As can be seen there is still considerable uncertainty as to what will happen in the near future. This uncertainty is compounded by the fact that the individual states would have to adopt any changes to the existing rules and that would be as – if not more – complicated than it is to get the Canadian provinces to adopt national standards.

The process varies from state to state. In many states legislative action would be required. Believe it or not, this would be further complicated by the fact that in some states, like Texas, the state legislature only sits every other year.

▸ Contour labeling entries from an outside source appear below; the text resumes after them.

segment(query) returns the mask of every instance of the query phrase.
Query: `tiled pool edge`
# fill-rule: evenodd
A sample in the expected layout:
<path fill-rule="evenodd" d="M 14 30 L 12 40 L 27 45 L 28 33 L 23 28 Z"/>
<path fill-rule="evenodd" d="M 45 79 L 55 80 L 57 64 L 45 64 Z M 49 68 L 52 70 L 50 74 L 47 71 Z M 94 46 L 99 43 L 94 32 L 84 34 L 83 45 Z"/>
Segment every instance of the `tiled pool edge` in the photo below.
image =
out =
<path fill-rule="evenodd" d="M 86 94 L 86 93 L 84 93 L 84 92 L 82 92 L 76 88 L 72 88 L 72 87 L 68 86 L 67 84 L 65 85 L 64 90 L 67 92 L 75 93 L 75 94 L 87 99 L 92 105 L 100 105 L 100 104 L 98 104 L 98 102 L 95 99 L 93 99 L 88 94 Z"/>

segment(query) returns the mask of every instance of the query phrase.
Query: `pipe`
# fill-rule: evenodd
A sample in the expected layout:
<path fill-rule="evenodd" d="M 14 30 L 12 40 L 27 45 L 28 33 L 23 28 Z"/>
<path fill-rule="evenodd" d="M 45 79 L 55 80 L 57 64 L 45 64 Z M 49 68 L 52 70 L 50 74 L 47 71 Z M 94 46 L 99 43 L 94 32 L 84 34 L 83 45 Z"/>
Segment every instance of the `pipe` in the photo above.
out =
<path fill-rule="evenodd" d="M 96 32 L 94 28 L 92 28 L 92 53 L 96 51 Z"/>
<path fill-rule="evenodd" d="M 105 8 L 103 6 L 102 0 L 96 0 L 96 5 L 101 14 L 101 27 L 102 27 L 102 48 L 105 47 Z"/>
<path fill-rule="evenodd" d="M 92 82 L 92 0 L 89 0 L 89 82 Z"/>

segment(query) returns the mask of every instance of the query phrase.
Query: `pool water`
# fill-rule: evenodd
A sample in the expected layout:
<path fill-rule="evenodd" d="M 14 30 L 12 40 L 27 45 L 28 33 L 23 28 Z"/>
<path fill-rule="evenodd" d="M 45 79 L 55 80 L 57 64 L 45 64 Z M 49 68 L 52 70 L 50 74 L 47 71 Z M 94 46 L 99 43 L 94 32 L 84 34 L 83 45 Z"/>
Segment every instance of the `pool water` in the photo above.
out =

As Canadians, we have very little influence over the outcome and therefore there’s little we can do, although CTA stands ready to assist ATA however we can. This is ultimately something that US courts, governments, industry and stakeholders will decide. All of which is not a comfortable place to be if you’re a Canadian carrier. It is difficult to advise our carriers under the circumstances. But, in view of the current uncertainty, perhaps the best advice is that Canadian carriers take a wait-and-see approach for the time being and continue to conduct business as normal in terms of the US hours of service rules. Recognizing, of course, that things may have changed substantially even by the time you read this.

– David Bradley is president of the Ontario Trucking Association and chief executive officer of the Canadian Trucking Alliance.